Вороножские возвращались к пристани с погоста в мрачном настроении, на берегу дымились костры поминальной трапезы. Милята, приметив Миронега, первым кинулся к нему.
— Хоть и не рады, а по слову твоему привечают, обещались за могилками ухаживать, — сообщил он, понижая голос.
— Раз обещали, будут, — подтвердил Миронег. — Послушай, дядька, подкинете нас с женой вверх по Дону? В Чернигов меня зовут, туда подадимся, — соврал он, сочинив на ходу.
— Да чего ж там, в Чернигове-то, делать, — горячо отозвался Милята, — к нам иди, в дружину. Да мы все за тебя пред князем слово молвим, вместо Петрилы будешь.
— Поглядим, — не стал разубеждать Миронег, ему важно было попасть на ладью. — Так возьмете?
— Возьмем. Только рады будем, лишний меч нешто в дороге помешает. А коли ты тревожишься, что князь тебя в поджоге летнем обвинит. Так то пустое, уж и позабылось, а как ты нас выручил нынче, так уж все искуплено…
— Да не я ваши корабли поджог, не я, вот те крест, — осенил себя распятьем Миронег.
— Да я ж и не говорю, что ты. Просто, вдруг тебе кажется, что князь в обиде, так у него об другом голова теперь болит.
— Думаешь, Глеб пойдет на Ингваря? — осторожно спросил Миронег.
— Да кто ж его знает. Только они ж никогда не ладили, а теперь такая-то силища за Глебом.
— Когда выплываете? — спросил Миронег.
— Да рано поутру.
— Мы к тому времени подойдем.
Вот и уладилось, проще простого оказалось. И все равно не покидало чувство, что это не навсегда, временно, что еще повернется судьба вокруг своей оси, да и приведет бортника обратно. И этому навязчивому ощущению очень сложно было противостоять.
Утро звало в путь. Миронег стоял на корме, прощаясь с милыми местами. Сердце уже не ныло, отболело, сейчас надо действовать, спасать жену, бороться с расчетливыми и хладнокровными врагами.
У ног стояла корзина с припасами бабки Лещихи, а еще сердобольная старушка что-то завернула в маленький узелочек и отдала Усладе. Корабль, охая деревянными боками, медленно поплыл вдоль заросших ивняком берегов. Парус поймал попутный ветер, и Савала понесла ладью быстрее. Гребцы пока отдыхали, река все делала сама.
То ли дело будет на Дону, где мощное течение станет уволакивать корабль к полудню. Путь предстоял тяжелый, изматывающий. Одно радовало Миронега, что за ладьей увязался большанский струг, груженный житом и лесными дарами. Струг плыл торговать в верховья Дона, на нем кроме мужей были и бабы, теперь Услада не будет чувствовать себя неуютно среди бородатых мужей.
— Хочешь на сруге плыть? С нашими? — подсел Миронег к Усаде.
— Нет, тут останусь, при тебе, — прижалась к его плечу жена. — Скажи, а в Онузе церковь есть?
— Да, и не одна, должно.
— Ты ж помнишь, что мне обещал? — срывающимся голосом проговорила Услада.
— А чего я там такого тебе наобещал? — решил подшутить Миронег.

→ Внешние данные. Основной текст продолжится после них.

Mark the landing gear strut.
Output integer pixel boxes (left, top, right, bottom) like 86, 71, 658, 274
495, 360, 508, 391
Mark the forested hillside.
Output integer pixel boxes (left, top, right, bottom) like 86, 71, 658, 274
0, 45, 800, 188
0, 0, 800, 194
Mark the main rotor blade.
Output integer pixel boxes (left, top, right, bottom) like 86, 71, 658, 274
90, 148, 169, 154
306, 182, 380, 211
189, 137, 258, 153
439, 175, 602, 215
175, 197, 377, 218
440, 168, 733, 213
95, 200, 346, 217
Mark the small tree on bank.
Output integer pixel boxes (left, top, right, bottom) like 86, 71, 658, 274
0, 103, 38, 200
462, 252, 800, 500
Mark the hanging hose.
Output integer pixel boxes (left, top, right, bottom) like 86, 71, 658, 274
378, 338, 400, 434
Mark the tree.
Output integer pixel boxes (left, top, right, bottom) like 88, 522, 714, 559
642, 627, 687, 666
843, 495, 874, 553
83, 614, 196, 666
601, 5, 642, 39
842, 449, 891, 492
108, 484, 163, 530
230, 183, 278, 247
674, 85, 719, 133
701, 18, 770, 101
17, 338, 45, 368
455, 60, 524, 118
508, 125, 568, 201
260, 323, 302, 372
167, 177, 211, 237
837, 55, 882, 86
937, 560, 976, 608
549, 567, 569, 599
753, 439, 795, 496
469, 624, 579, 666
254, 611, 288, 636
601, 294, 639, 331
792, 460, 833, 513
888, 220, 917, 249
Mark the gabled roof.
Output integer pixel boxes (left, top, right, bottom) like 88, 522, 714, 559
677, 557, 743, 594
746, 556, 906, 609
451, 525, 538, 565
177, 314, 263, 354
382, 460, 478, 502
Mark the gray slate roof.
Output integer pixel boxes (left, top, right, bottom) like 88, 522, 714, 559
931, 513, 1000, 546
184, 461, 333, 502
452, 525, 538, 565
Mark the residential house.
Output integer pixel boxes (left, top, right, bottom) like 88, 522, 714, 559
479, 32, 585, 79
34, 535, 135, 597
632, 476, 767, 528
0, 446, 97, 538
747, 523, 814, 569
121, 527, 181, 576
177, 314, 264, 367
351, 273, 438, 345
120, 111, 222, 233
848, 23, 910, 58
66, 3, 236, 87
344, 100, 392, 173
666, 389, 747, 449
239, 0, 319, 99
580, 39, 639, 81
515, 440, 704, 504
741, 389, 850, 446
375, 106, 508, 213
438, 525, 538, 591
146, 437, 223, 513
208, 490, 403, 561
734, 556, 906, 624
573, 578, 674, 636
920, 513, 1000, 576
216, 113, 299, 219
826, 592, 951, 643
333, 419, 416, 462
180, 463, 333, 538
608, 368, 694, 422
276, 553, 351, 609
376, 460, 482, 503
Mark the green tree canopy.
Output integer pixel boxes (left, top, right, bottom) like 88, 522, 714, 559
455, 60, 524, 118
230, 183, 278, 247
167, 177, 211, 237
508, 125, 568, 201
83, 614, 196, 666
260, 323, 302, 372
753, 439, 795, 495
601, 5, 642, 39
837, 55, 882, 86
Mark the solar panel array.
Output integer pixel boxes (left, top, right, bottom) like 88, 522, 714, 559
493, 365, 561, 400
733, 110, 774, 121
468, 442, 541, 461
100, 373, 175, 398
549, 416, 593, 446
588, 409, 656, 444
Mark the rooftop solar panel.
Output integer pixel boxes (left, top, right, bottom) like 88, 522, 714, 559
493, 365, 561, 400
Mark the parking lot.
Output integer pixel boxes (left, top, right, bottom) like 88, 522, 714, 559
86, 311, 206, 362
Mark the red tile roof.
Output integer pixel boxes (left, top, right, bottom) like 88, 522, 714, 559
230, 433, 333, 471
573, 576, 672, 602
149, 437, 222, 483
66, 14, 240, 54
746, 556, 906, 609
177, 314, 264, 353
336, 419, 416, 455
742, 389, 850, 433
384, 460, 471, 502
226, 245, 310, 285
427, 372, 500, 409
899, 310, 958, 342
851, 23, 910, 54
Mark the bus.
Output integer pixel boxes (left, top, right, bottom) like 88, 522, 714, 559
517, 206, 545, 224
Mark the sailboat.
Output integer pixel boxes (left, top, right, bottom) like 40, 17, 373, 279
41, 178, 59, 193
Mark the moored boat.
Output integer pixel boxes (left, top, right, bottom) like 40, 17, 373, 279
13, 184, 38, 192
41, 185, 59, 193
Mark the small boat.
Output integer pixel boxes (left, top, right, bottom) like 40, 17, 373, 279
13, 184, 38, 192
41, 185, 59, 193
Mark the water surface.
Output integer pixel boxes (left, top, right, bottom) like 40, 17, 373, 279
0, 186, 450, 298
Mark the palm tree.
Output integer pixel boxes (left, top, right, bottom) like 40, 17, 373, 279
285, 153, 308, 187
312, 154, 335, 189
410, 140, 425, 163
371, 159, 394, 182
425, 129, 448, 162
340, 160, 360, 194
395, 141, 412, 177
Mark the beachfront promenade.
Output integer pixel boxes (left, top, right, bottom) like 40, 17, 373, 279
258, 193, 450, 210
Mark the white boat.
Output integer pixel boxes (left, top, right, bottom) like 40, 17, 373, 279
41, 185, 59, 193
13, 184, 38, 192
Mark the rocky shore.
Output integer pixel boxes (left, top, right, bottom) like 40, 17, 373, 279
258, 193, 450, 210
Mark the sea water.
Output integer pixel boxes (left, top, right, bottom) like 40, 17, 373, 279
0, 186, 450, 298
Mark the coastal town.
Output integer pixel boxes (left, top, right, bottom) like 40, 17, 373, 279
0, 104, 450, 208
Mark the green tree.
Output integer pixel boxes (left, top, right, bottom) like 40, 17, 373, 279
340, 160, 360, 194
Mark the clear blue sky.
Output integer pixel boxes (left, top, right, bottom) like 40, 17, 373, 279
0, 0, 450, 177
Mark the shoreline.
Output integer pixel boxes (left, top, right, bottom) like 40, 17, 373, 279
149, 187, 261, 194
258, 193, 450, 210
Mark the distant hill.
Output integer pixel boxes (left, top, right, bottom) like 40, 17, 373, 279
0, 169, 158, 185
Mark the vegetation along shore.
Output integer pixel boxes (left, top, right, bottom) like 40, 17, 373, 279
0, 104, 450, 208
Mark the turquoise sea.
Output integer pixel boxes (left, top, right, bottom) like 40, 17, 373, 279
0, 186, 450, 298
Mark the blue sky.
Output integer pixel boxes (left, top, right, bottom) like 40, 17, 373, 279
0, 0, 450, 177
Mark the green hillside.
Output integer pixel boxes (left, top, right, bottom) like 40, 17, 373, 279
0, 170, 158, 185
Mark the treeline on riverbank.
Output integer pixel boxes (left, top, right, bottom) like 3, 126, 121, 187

— Ну как же, — разволновалась Услада. — Что повенчаемся, чтоб не в грехе жить.
— Ну, коли пообещал, так куда ж деваться, — улыбнулся муж.
— То очень важно, нешто таким шутят, — обиделась жена.
— Повенчаемся. Водимой моей будешь, — уже серьезно добавил Миронег. — А чего там тебе бабка Лещиха сунула? Небось заговоренное чего, так про то на исповеди пред венчанием каяться придется.